Zoeken naar rechterlijke uitspraken en jurisprudentie

Via Uitspraken.nl kunt u eenvoudig zoeken in onze online uitspraken databank door het invoeren van één of meerdere trefwoorden. Het is uiteraard ook mogelijk om te zoeken op wetsartikelen, zaaknummer, ECLI nummer of het oude LJN nummer.

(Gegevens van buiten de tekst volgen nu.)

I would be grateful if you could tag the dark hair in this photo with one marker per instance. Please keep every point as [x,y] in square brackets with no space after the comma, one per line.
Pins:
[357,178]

Hoger beroep Socialezekerheidsrecht

17 oktober 2024
ECLI:NL:CRVB:2024:1956

Op 17 oktober 2024 heeft de Centrale Raad van Beroep een hoger beroep procedure behandeld op het gebied van socialezekerheidsrecht, wat onderdeel is van het bestuursrecht. Het zaaknummer is 22/3306 WIA, bekend onder ECLI code ECLI:NL:CRVB:2024:1956.

Soort procedure
Zaaknummer(s)
22/3306 WIA
Datum uitspraak
17 oktober 2024
Datum gepubliceerd
22 oktober 2024
Uitspraak

22/3306 WIA en 24/727 WIA

Datum uitspraak: 17 oktober 2024

Centrale Raad van Beroep

Enkelvoudige kamer

Uitspraak op het hoger beroep tegen de uitspraak van de rechtbank Oost-Brabant van 2 september 2022, 20/3582 (aangevallen uitspraak) en uitspraak op het verzoek om veroordeling tot vergoeding van schade

Partijen:

[appellant]
te
[woonplaats]
(appellant)

de Raad van bestuur van het Uitvoeringsinstituut werknemersverzekeringen (Uwv)

PROCESVERLOOP

Namens appellant heeft mr. G.J.B.C. Maton, advocaat, hoger beroep ingesteld.

Het Uwv heeft een verweerschrift ingediend.

Appellant heeft aanvullende gronden van het hoger beroep ingediend en verzocht om het Uwv te veroordelen tot vergoeding van schade van wettelijke rente over de na te betalen uitkering.

De Raad heeft het Uwv een vraagstelling gezonden.

Het Uwv heeft hierop gereageerd en aanvullende stukken ingediend.

Het Uwv heeft op 27 februari 2024 een nieuw besluit op bezwaar (bestreden besluit 3) genomen. Appellant heeft hierop gereageerd en daarbij de Raad laten weten dat hij de procedure zonder vertegenwoordiging van een gemachtigde voortzet.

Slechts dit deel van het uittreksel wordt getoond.